In [1]:
%load_ext sql
%sql duckdb://

# Errors in this File

- none of the syntax in this file works with DuckDB, so you can't run the cells
- the concepts such as data types do apply though
- the syntax in here may be useful for other systems though not as widely

# All Built-in Data Types/Literals
This code snippet demonstrates the usage of various built-in data types and literals in SQL.

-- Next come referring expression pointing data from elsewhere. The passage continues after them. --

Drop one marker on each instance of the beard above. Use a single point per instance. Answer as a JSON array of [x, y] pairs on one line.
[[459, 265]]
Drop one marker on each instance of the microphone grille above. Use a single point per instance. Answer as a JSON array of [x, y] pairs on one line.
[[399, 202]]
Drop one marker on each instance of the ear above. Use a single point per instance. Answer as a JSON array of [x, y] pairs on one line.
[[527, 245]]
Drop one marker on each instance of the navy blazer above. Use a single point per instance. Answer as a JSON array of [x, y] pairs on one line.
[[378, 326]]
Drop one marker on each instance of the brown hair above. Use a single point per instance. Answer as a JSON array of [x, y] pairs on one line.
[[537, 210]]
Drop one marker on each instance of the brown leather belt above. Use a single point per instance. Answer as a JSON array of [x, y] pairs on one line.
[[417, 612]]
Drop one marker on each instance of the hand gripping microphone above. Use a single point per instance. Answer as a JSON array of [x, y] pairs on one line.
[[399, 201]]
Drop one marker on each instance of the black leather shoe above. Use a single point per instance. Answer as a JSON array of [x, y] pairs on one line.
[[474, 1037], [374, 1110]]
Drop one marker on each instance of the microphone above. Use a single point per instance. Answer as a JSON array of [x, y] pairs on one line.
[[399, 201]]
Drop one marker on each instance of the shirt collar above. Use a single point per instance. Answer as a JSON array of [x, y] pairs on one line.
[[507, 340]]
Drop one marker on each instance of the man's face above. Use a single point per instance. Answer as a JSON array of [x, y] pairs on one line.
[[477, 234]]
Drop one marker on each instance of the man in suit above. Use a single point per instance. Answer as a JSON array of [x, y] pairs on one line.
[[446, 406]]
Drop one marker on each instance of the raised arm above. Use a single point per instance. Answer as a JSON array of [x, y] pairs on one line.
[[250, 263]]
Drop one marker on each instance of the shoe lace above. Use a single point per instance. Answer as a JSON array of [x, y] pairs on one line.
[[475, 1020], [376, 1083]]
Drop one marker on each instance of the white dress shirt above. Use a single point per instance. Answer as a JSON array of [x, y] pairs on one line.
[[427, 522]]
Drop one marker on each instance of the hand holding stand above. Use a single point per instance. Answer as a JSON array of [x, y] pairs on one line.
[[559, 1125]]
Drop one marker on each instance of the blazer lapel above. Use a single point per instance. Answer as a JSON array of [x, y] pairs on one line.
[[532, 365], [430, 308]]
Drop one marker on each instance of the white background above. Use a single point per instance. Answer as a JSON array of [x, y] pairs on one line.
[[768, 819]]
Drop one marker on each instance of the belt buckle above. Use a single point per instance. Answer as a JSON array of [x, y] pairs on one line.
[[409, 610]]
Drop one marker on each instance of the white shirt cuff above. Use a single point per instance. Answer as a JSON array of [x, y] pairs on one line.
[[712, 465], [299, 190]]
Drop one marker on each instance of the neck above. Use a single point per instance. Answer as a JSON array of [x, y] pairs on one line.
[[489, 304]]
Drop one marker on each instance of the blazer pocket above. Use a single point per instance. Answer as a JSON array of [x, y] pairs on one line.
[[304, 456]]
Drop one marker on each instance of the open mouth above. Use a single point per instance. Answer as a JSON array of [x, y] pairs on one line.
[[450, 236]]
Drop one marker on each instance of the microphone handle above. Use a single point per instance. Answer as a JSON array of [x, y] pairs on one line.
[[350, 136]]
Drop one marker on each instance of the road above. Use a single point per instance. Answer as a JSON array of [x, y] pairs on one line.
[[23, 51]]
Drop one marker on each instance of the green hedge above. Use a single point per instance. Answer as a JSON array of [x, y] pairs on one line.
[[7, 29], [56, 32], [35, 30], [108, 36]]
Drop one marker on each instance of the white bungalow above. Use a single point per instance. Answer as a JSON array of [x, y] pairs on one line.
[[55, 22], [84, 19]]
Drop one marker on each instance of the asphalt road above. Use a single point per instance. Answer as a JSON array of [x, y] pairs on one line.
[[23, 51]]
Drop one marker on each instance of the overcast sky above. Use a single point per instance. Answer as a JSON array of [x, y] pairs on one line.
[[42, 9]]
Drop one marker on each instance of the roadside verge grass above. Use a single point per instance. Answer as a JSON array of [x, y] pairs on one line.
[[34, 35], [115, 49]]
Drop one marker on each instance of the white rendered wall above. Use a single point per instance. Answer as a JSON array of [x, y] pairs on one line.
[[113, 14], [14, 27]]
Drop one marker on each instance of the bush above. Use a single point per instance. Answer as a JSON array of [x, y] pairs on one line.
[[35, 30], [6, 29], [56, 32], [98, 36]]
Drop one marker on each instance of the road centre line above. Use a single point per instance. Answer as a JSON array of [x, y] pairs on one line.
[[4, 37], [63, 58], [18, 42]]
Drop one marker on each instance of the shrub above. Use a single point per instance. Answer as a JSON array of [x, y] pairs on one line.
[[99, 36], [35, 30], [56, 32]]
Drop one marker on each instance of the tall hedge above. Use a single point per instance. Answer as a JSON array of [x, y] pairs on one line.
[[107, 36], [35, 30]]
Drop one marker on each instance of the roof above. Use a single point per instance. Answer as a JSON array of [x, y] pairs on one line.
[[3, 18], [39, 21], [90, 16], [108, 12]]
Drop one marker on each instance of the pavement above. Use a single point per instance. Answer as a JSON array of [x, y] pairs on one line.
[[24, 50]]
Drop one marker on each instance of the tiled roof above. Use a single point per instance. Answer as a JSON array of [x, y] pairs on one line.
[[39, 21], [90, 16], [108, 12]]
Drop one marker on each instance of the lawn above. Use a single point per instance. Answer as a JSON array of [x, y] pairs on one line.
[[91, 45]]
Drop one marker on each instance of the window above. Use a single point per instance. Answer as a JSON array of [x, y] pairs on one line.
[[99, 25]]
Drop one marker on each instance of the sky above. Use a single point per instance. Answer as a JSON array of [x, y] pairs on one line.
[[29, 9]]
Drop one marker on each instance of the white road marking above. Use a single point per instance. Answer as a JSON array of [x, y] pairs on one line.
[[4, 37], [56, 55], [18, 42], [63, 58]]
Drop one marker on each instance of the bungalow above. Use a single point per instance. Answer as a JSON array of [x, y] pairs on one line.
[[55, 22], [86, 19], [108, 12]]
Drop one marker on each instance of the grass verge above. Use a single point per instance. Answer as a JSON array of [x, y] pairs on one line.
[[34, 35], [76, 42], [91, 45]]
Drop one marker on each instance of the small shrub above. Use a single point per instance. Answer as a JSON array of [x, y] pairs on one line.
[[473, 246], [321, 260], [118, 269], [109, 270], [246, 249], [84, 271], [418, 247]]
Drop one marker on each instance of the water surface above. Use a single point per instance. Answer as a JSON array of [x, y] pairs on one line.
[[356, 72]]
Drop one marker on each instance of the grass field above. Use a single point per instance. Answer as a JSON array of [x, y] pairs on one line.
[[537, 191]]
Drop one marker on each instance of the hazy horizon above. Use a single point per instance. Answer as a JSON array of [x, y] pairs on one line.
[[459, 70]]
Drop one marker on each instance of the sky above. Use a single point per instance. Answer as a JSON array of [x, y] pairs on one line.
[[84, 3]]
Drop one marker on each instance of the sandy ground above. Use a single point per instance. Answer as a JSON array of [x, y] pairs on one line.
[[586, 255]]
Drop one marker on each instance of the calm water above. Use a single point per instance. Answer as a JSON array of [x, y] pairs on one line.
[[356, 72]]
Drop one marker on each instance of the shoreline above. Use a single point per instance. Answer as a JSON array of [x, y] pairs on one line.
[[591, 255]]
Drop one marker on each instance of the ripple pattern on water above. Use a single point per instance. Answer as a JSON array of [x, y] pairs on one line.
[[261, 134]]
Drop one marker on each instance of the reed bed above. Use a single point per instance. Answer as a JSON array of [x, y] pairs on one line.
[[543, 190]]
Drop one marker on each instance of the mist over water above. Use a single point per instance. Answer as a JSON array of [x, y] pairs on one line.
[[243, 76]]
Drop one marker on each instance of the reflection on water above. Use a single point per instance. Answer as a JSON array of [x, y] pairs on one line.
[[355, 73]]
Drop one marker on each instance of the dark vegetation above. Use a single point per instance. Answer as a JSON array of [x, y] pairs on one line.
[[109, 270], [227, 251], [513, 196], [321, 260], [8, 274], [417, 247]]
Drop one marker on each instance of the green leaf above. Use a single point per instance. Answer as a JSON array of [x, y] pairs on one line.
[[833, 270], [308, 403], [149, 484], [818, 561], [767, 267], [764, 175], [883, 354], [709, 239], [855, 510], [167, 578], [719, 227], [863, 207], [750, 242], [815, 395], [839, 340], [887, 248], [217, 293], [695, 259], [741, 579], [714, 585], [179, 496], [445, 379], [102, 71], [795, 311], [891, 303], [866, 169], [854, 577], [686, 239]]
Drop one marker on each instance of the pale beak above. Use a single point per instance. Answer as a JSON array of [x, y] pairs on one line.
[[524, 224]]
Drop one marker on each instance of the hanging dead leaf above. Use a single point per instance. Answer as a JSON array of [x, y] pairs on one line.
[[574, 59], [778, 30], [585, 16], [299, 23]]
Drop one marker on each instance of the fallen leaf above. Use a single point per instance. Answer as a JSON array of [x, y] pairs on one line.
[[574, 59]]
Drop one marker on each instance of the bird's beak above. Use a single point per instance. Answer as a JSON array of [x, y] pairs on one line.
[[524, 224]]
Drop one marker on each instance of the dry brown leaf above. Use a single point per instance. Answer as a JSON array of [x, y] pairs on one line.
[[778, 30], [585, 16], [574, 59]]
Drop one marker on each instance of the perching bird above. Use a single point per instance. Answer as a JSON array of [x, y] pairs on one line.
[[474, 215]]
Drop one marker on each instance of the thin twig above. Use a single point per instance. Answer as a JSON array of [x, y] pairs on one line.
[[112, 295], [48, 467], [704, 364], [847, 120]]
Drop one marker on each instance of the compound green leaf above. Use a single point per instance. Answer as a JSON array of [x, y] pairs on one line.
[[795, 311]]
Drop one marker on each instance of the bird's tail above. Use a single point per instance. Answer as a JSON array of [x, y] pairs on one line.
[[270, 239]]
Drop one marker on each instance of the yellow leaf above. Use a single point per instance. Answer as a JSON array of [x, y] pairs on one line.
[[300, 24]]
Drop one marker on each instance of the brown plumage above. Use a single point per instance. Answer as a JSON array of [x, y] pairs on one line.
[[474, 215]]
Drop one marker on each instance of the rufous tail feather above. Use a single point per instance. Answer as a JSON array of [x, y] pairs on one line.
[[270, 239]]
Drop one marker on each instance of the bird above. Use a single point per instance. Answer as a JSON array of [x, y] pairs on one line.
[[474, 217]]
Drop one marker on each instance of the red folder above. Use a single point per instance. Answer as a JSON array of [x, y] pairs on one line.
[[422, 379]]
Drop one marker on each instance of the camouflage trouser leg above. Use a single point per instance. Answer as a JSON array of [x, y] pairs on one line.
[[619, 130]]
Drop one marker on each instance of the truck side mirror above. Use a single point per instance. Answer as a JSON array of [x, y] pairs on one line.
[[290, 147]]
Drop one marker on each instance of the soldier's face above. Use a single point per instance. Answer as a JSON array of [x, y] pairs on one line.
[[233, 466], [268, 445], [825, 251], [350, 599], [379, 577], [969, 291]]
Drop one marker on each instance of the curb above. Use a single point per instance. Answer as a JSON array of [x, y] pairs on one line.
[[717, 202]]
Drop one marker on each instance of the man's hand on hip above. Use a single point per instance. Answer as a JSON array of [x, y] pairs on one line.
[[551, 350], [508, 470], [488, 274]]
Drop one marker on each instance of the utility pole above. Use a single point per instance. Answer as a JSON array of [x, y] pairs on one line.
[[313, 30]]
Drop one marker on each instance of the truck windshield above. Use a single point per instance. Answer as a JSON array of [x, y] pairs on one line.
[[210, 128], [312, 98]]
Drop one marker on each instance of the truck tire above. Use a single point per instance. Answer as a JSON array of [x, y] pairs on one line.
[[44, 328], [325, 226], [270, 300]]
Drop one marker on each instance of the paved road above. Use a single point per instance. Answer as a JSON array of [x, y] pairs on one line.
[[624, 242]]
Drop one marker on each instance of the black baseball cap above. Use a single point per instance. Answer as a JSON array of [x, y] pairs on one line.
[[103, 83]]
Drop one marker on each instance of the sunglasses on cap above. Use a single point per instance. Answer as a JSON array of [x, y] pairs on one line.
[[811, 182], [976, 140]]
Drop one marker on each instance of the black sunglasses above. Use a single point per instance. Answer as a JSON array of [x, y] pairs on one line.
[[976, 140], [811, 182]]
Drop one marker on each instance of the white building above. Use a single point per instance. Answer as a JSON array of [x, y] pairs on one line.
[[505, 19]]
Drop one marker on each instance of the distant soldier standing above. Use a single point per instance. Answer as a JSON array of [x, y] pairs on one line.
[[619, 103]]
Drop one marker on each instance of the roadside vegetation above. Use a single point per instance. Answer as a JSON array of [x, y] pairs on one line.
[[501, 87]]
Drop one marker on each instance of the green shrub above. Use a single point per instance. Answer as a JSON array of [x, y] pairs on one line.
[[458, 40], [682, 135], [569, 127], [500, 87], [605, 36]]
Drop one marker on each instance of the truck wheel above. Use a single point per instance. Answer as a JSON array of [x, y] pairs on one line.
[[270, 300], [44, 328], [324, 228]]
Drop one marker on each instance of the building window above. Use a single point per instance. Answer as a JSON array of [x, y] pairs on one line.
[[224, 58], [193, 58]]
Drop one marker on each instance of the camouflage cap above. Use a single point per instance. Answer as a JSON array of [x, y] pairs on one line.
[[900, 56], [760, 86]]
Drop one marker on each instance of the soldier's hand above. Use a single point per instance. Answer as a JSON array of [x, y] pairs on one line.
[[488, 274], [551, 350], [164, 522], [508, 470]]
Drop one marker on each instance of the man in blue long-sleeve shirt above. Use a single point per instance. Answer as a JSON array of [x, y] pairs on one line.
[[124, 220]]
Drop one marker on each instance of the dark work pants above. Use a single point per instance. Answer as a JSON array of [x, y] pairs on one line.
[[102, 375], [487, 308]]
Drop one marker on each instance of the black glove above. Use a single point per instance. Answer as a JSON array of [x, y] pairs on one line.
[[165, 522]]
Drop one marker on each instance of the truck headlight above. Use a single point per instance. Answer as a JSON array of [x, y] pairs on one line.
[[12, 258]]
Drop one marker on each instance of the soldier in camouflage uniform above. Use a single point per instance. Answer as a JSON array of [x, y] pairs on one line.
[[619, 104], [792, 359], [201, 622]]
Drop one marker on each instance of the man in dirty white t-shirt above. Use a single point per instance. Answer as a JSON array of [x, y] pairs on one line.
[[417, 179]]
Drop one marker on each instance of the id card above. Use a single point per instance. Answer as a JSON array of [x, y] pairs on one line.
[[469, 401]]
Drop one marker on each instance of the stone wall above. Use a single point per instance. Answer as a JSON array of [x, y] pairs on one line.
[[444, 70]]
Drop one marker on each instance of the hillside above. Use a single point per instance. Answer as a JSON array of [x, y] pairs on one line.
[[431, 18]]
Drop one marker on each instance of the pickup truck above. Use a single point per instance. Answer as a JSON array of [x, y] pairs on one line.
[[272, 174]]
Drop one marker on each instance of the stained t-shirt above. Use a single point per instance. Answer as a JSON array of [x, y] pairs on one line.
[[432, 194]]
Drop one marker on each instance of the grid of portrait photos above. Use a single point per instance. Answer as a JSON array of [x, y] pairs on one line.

- Integer data type: Used for storing whole numbers.
- Floating-point data type: Used for storing decimal numbers.
- Character data type: Used for storing fixed-length (CHAR) or variable-length (VARCHAR) strings.
- Boolean data type: Used for storing true (1) or false (0) values.
- Date and time data types: Used for storing dates (DATE) and timestamps (DATETIME).
- Null data type: Used for representing the absence of a value.
- Literal values: Directly specified values in SQL statements.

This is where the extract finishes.